Harnessing over a Million CPU Cores to Solve a Single Hard Mixed Integer Programming Problem on a Supercomputer
Yuji Shinano (Zuse Institute Berlin)
Mixed integer programming (MIP) is a general form to model combinatorial optimization problems and has many industrial applications. The performance of MIP solvers, software packages to solve MIPs, has improved tremendously in the last two decades and these solvers have been used to solve many real-word problems. However, against the backdrop of modern computer technology, parallelization is of pivotal importance. In this way, ParaSCIP is the most successful parallel MIP solver in terms of solving previously unsolvable instances from the well-known benchmark instance set MIPLIB by using supercomputers. It solved two instances from MIPLIB2003 and 12 from MIPLIB2010 for the first time to optimality by using up to 80,000 cores of supercomputers. Additionally, a specialized version of ParaSCIP for solving Steiner tree problems called SCIP-Jack solved three open instances from the Steiner tree test benchmark set PUC. ParaSCIP has been developed by using the Ubiquity Generator (UG) framework, which is a general software package to parallelize any state-of-the-art branch-and-bound based solvers.

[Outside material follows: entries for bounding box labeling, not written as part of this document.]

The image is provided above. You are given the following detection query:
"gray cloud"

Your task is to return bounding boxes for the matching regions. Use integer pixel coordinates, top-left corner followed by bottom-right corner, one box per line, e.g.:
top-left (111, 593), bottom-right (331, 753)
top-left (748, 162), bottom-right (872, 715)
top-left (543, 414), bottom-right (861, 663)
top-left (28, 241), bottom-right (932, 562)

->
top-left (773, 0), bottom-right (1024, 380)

The UG framework is currently being used to develop ParaXpress, a distributed memory parallelization of the commercial MIP solver Xpress. Moreover, it is being used to parallelize PIPS-SBB, a solver for stochastic MIPs. Since Xpress is a multi-threaded solver and ParaSCIP can run at least 80,000 processes in parallel for solving a single MIP, ParaXpress could handle over a million CPU cores. Furthermore, the parallelization of PIPS-SBB by the UG framework has the potential to also handle over a million CPU cores. In this talk, a ground design of the UG framework and its latest extensions to harness over a million CPU cores will be presented and preliminary computational results will be provided.

Parallel SAT Solving: Past, Present and Future
Carsten Sinz (Karlsruhe Institute of Technology)
In this talk we will give an overview of the history of parallelization approaches for SAT solvers, ranging from techniques like guiding-paths in DPLL to diversification and lemma exchange in recent parallel solvers. We will also review theoretical limits of parallelizability and some effects that can be observed in parallel solvers. The talk closes with an outlook on current challenges and upcoming techniques.